This course is designed to introduce the student to investments and fixed-income securities. Topics include the identification and analysis of investment opportunities, portfolio analysis and optimization, the identification and execution of investment strategies, and the professional responsibilities of financial advisers and asset managers. While the equity markets often get more attention in the popular media, the fixed-income world is much larger in terms of both outstanding issues as well as annual issuance. Consequently, we will cover fixed-income duration and fixed-income portfolio construction.
Although offered as one course, this course has two tracks. Both tracks will cover the fundamentals of investments and fixed-income securities. Students will self-select into either track and will have access to all the learning materials in both tracks. Students in each track will have separate material assignments but will meet in a common class time each week. The Personal and Private Wealth Management (PPWM) track will focus more on investment problems faced by individual investors, including retirement planning and spending. The Institutional Asset Management (IAM) track will focus more on investment problems faced by institutional asset managers, including various alpha generation strategies.
Student Learning Objectives
By the end of this course you will be able to:
- Explain the basic institutional environment of professional investment management and private wealth management
- Calculate the risk of a portfolio with multiple risky assets
- Optimize asset allocation using Excel
- Value equity and fixed-income securities
- Construct and analyze an equity portfolio and its performance
- Construct and analyze a bond portfolio that meets credit quality and duration targets
- Summarize the basics of trading equities and fixed income
- Derive the Capital Asset Pricing Model (CAPM)

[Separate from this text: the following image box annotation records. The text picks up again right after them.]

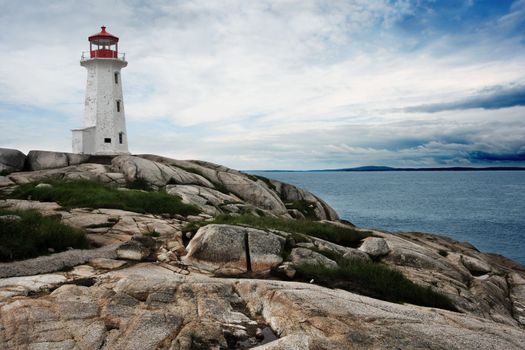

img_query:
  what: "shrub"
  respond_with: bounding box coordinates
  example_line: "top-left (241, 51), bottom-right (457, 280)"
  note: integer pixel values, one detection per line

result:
top-left (0, 209), bottom-right (89, 261)
top-left (285, 200), bottom-right (317, 220)
top-left (438, 249), bottom-right (448, 257)
top-left (297, 257), bottom-right (457, 311)
top-left (10, 180), bottom-right (200, 215)
top-left (127, 177), bottom-right (152, 191)
top-left (245, 173), bottom-right (277, 191)
top-left (203, 215), bottom-right (371, 246)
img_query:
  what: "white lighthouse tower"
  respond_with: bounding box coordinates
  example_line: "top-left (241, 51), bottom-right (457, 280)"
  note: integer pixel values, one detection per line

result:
top-left (72, 27), bottom-right (129, 155)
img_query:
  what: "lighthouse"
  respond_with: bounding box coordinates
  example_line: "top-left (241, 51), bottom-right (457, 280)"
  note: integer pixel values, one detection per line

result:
top-left (72, 27), bottom-right (129, 155)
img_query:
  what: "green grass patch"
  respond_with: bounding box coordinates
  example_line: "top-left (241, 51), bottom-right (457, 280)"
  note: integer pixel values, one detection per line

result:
top-left (173, 165), bottom-right (231, 194)
top-left (244, 173), bottom-right (277, 192)
top-left (438, 249), bottom-right (448, 257)
top-left (184, 215), bottom-right (371, 247)
top-left (285, 200), bottom-right (317, 220)
top-left (144, 230), bottom-right (160, 237)
top-left (297, 258), bottom-right (457, 311)
top-left (0, 209), bottom-right (89, 262)
top-left (127, 177), bottom-right (152, 191)
top-left (9, 180), bottom-right (200, 216)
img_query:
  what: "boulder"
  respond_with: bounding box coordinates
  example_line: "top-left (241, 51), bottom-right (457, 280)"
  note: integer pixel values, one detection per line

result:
top-left (27, 151), bottom-right (90, 170)
top-left (245, 228), bottom-right (286, 274)
top-left (0, 215), bottom-right (22, 222)
top-left (116, 240), bottom-right (147, 261)
top-left (89, 258), bottom-right (126, 270)
top-left (461, 255), bottom-right (490, 275)
top-left (27, 151), bottom-right (69, 170)
top-left (0, 175), bottom-right (15, 187)
top-left (290, 248), bottom-right (337, 269)
top-left (0, 148), bottom-right (26, 173)
top-left (270, 180), bottom-right (339, 221)
top-left (183, 225), bottom-right (248, 276)
top-left (359, 237), bottom-right (390, 259)
top-left (0, 245), bottom-right (118, 278)
top-left (343, 248), bottom-right (371, 262)
top-left (183, 224), bottom-right (285, 276)
top-left (111, 155), bottom-right (213, 187)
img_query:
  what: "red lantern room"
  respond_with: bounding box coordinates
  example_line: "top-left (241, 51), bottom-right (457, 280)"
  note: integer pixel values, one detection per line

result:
top-left (88, 26), bottom-right (118, 58)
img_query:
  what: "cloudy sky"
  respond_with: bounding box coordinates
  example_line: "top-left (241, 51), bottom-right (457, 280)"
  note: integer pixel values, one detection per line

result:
top-left (0, 0), bottom-right (525, 169)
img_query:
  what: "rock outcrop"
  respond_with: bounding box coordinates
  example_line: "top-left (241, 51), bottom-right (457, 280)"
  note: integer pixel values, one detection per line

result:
top-left (0, 150), bottom-right (525, 350)
top-left (183, 225), bottom-right (285, 276)
top-left (0, 151), bottom-right (339, 220)
top-left (0, 264), bottom-right (525, 349)
top-left (0, 148), bottom-right (26, 174)
top-left (27, 151), bottom-right (89, 170)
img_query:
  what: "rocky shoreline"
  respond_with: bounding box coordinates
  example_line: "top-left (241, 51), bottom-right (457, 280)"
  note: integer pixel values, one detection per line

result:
top-left (0, 149), bottom-right (525, 349)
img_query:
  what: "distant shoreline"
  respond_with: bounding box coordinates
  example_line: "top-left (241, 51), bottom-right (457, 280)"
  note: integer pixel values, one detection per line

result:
top-left (249, 166), bottom-right (525, 173)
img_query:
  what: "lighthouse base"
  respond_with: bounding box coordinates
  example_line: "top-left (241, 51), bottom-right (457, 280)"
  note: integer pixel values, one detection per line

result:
top-left (71, 126), bottom-right (130, 156)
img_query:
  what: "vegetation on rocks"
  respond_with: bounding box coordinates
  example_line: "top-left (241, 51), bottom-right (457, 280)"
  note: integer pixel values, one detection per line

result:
top-left (297, 252), bottom-right (457, 311)
top-left (185, 214), bottom-right (371, 246)
top-left (10, 180), bottom-right (200, 215)
top-left (284, 200), bottom-right (317, 220)
top-left (0, 209), bottom-right (88, 261)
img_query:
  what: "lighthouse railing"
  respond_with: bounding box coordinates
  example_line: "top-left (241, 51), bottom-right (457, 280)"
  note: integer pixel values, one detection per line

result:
top-left (80, 51), bottom-right (126, 61)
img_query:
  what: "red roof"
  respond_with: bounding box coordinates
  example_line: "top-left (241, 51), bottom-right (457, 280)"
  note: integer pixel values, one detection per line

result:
top-left (88, 26), bottom-right (118, 44)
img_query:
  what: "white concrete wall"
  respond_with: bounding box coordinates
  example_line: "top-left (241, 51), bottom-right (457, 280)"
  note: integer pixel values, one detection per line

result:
top-left (78, 58), bottom-right (129, 154)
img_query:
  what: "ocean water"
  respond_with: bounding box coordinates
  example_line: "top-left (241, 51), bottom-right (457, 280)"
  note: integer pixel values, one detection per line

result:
top-left (249, 171), bottom-right (525, 265)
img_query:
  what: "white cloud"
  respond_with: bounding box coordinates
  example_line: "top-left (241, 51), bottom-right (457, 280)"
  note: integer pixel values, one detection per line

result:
top-left (0, 0), bottom-right (525, 168)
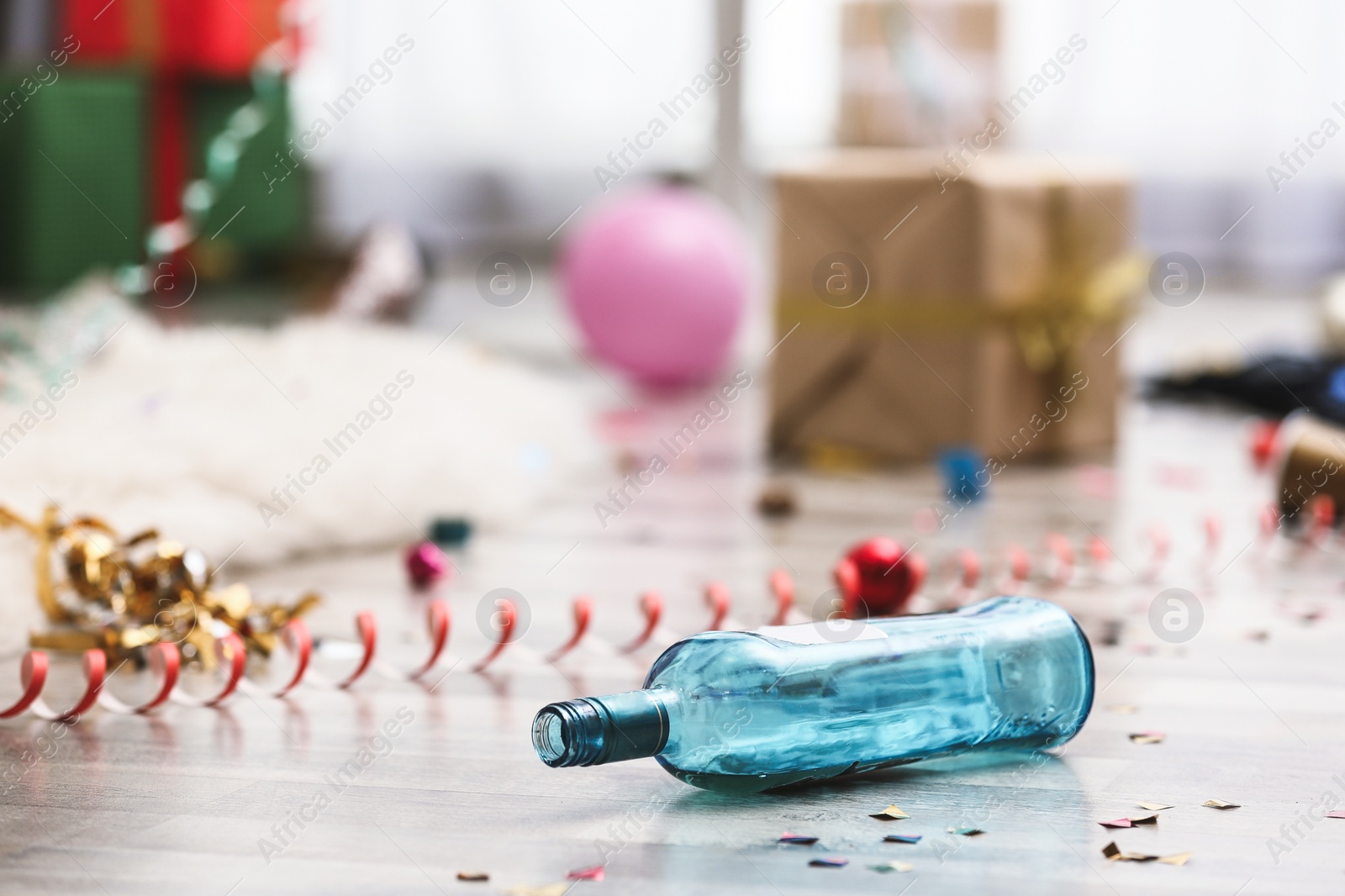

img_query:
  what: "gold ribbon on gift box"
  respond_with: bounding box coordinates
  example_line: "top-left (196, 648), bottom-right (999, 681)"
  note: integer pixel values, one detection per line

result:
top-left (776, 255), bottom-right (1148, 372)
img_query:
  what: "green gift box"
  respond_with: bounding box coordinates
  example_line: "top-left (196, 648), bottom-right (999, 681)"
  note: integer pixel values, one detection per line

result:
top-left (190, 81), bottom-right (308, 255)
top-left (0, 69), bottom-right (146, 292)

- Understand strengths and weaknesses of the CAPM and multiple factor models
- Calculate the impact of changing interest rates on bonds and bond portfolios using duration and convexity
- Discuss the construction and application of structured products including mortgage-backed securities and synthetic securities
- Assess the use of so-called "alternatives assets" including real estate, timber, farmland, and digital assets in portfolio management
- Describe ethical responsibilities of managers regarding fiduciary obligations, confidentiality of information, and insider trading
Click Here for Video Transcript
JAMES ANGEL: Welcome to Investments. Here we are at the New York Stock Exchange, the epicenter of the stock market. When people think of investments, this is what they often think of. But investments is a lot more than stocks. It's a lot more than stocks and bonds. It consists of other asset classes. It consists of many other important details. So in this course, what we're going to do is we are going to learn about the history of the market. We'll learn about different investment strategies. We'll go into more depth into portfolio theory that you've already seen, but we'll get into it in more depth. Then we're going to talk about the market mechanics, what is actually going on this floor. You'll have a better understanding, not only of what happens here, but what happens inside the computers.
Were going to talk about the fixed income world, which is even bigger than the equity space. You'll learn about how we can build structured products, how we can build asset securities, how we can take relatively unattractive loans like credit card loans and turn them into attractive securities for investors. We'll also learn about how to measure investment performance. We will learn about your fiduciary obligation as an asset manager, and we'll study how to stay out of jail by not committing insider trading. This course will make you a better investor. You'll have a better understanding of what to invest in, how to invest, and how to measure your investment performance.